On Tuesday, Barclays (LON:BARC) issued a downgrade for Mercedes-Benz (OTC:MBGAF) Group (MBG:GR) (OTC: DDAIF) stock, shifting its rating from Equalweight to Underweight. The investment firm also adjusted the price target for the automaker to €48.50, a decrease from the previous target of €65.00.
In the third quarter of 2024, Mercedes-Benz guided for an EBIT margin of 6-7% for its car division in the fourth quarter, with expectations of fewer one-offs, higher volume, and a slightly improved mix of traditional and electric vehicles (TEVs). This guidance came after the company reported a 4.7% EBIT margin for its cars in the third quarter of 2023.

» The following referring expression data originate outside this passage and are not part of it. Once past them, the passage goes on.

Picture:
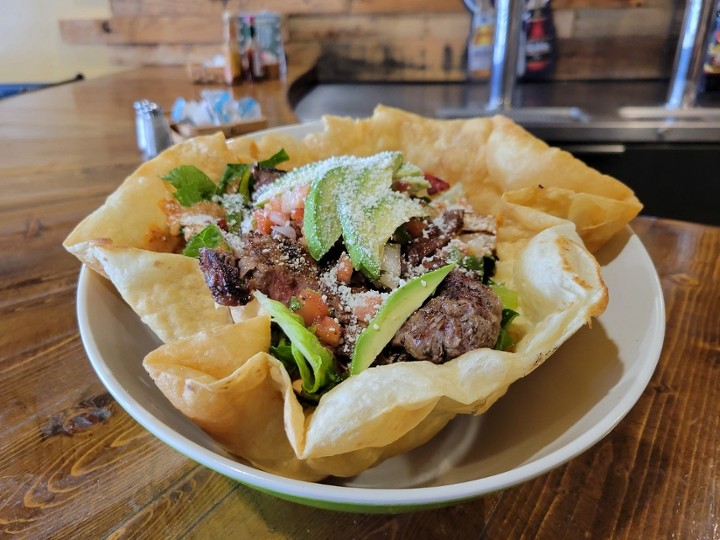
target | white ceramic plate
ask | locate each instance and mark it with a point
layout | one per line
(554, 414)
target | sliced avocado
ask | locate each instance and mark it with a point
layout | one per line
(321, 225)
(402, 303)
(370, 211)
(300, 176)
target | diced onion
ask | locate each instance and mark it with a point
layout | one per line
(285, 230)
(391, 266)
(278, 218)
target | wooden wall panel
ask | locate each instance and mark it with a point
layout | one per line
(390, 40)
(143, 29)
(215, 7)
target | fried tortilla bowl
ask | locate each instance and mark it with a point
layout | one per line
(554, 211)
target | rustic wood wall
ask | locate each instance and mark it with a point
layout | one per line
(391, 39)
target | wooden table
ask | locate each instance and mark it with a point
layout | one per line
(74, 464)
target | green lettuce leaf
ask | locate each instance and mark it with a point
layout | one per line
(191, 184)
(209, 237)
(274, 160)
(315, 362)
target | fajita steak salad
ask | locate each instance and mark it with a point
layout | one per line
(358, 260)
(326, 301)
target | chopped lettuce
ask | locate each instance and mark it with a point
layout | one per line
(277, 158)
(209, 237)
(314, 362)
(191, 184)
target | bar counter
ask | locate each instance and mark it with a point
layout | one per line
(74, 464)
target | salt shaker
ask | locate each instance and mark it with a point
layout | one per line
(152, 129)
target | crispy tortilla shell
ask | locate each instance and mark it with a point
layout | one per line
(219, 373)
(243, 397)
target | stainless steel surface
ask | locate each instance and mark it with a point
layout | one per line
(524, 115)
(506, 49)
(690, 55)
(587, 112)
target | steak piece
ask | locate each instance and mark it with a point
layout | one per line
(273, 265)
(464, 315)
(435, 235)
(277, 266)
(223, 277)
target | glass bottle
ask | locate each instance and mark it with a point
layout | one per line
(233, 56)
(480, 40)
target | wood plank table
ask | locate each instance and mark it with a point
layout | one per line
(73, 464)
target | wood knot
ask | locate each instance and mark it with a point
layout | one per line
(86, 414)
(34, 228)
(685, 280)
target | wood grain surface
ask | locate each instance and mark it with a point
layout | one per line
(73, 464)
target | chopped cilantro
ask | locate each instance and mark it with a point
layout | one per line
(209, 237)
(234, 221)
(483, 266)
(507, 296)
(504, 341)
(191, 184)
(237, 176)
(274, 160)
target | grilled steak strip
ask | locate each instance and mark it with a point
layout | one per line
(433, 236)
(223, 277)
(464, 315)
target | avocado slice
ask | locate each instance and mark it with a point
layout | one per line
(370, 211)
(321, 224)
(401, 303)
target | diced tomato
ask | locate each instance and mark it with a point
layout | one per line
(368, 309)
(297, 215)
(327, 329)
(415, 227)
(401, 186)
(436, 185)
(263, 224)
(313, 306)
(274, 205)
(344, 269)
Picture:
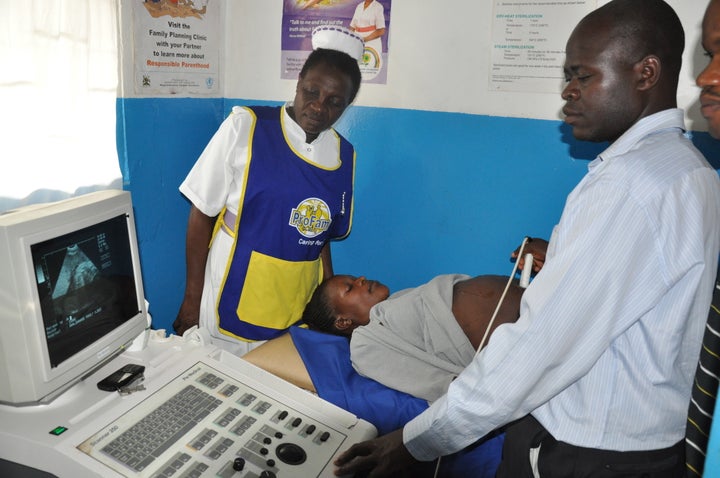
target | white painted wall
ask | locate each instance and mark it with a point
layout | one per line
(439, 58)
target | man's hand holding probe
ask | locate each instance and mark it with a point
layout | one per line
(536, 247)
(383, 456)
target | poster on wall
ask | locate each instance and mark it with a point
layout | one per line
(528, 43)
(369, 18)
(176, 46)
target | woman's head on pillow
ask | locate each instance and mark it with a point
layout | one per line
(342, 303)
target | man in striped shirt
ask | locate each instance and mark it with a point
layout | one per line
(595, 376)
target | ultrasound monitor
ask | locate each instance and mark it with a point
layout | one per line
(71, 295)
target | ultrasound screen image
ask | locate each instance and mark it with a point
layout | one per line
(86, 285)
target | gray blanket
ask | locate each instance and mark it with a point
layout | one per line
(413, 342)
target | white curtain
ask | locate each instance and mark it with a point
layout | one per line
(58, 84)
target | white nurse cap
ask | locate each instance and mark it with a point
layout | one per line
(338, 38)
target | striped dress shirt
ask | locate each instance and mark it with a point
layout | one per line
(609, 333)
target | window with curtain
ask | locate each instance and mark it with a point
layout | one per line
(58, 84)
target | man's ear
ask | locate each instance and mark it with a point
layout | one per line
(649, 69)
(344, 323)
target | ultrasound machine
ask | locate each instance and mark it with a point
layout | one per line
(88, 389)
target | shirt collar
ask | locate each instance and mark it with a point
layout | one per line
(294, 131)
(655, 123)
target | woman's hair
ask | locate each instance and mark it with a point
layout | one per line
(319, 314)
(338, 60)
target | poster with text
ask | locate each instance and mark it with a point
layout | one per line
(370, 19)
(176, 46)
(528, 43)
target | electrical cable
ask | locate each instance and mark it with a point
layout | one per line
(526, 239)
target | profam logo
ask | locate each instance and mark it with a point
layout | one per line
(311, 217)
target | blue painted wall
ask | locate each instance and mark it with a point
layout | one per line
(435, 192)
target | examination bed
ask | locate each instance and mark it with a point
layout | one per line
(320, 363)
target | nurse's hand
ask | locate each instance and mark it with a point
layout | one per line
(536, 247)
(188, 316)
(383, 456)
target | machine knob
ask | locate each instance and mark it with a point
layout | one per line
(291, 454)
(238, 464)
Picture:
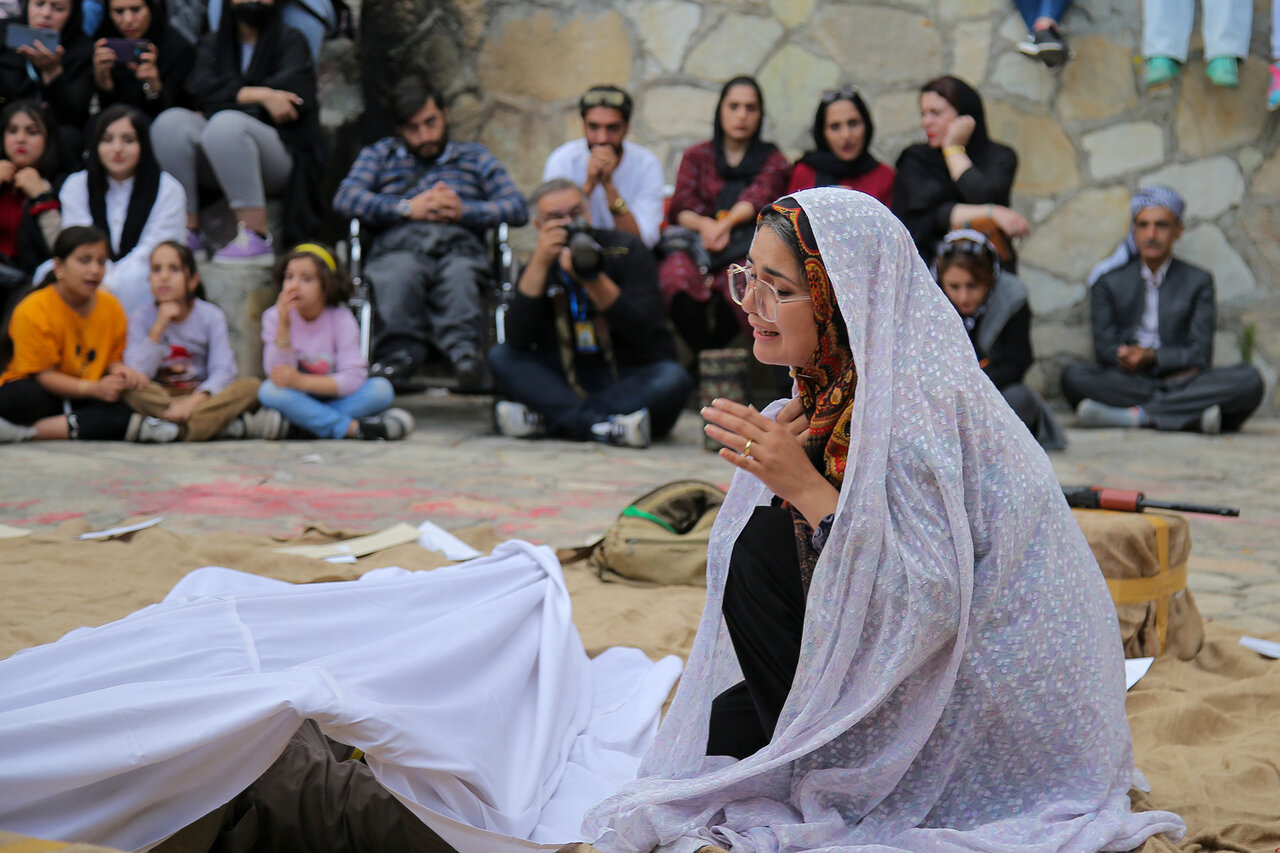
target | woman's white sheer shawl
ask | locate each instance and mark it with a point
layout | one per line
(960, 682)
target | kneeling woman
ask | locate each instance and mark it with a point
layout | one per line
(992, 304)
(906, 642)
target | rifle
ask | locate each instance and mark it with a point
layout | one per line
(1101, 497)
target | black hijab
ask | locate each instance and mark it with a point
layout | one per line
(828, 169)
(146, 179)
(739, 178)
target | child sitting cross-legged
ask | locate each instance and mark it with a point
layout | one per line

However, the outlook suggested that the fourth quarter of 2024's performance might set a precedent for the financial years 2025 and 2026, hinting at a "new normal" level of profitability. The company's forward-looking statements indicated potential challenges, including limited volume growth, mix improvement, and likely negative pricing for new cars and residuals.
Mercedes-Benz's Chief Financial Officer, Harald Wilhelm, has communicated openly about the company's challenges, promising a comprehensive update in the first quarter of 2025. The company has also confirmed a Capital Markets Day for February 19, 2025, to further address the structural issues it's facing.
Barclays' analysis, taking into account the projected EBIT margin range for the fourth quarter of 2024, has led to the conclusion that their estimates are 7% to 17% below the current Bloomberg Group EBIT consensus. This revision reflects the firm's expectations of the automaker's financial performance in the near future.